I've known believers in Jesus who struggled with guilt for saying "no" to taking on a new responsibility in a church or a parachurch organization. Many of them felt that by not agreeing to do more, they were failing to "walk by faith." Yet they are all people who possess good reasons for carefully selecting their priorities. Some of them are moving from being single to married life, or from being a student to working.
In Ecclesiastes 3:1-8, wisdom recognizes that everything has its own season, in human activities as in the realm of nature. There is "a time to search [for work, marriage, new friends] and a time to quit searching" (v.6). There comes a time in life when we should curtail certain commitments and funnel our energy into something else, putting aside what we did in the past. For instance, a mother shouldn't feel guilty about spending her time nurturing her child and not having as much time to serve in church as she once did. It's necessary that we experience these seasons of change.

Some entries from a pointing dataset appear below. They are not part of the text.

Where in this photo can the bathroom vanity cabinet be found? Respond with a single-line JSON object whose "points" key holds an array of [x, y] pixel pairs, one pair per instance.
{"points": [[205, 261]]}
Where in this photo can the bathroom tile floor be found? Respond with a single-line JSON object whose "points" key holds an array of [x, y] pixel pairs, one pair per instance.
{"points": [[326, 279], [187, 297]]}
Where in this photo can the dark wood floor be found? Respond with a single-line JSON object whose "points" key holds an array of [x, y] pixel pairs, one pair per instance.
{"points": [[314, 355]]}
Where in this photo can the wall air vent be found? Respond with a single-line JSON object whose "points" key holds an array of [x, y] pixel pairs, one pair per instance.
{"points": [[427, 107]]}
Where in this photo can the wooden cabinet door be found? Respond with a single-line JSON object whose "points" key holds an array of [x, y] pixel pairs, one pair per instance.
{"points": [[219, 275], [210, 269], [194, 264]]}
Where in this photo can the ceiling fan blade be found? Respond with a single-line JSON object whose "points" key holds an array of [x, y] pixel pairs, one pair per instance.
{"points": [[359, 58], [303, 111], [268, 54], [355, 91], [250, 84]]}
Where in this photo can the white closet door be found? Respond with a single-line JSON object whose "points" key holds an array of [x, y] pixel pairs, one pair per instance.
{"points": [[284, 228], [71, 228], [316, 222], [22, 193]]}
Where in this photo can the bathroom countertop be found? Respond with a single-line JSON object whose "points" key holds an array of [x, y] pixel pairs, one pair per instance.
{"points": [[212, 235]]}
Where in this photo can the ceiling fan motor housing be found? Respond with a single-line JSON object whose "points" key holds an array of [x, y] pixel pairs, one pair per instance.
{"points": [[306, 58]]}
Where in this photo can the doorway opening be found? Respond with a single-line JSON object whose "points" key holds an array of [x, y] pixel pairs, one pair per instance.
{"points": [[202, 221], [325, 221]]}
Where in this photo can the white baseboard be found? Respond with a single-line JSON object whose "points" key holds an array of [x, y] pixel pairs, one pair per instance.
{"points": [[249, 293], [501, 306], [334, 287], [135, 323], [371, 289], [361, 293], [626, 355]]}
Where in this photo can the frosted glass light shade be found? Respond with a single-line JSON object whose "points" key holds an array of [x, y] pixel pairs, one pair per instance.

Even though every activity has an appropriate occasion, only God can truly know what that occasion is (vv.9-11). It's our responsibility to make the best and wisest decisions, and "whether [we] eat or drink, or whatever [we] do, do it all for the glory of God" (1 Corinthians 10:31). J. I. Packer wrote, "We must forsake the fallacy that faith is only demonstrated by what we are doing for God. Certainly, an active and growing faith will produce works in the life of a believer, but in reality, biblical faith demonstrates what God, in His power and grace, is doing for, in, and through the one who believes God."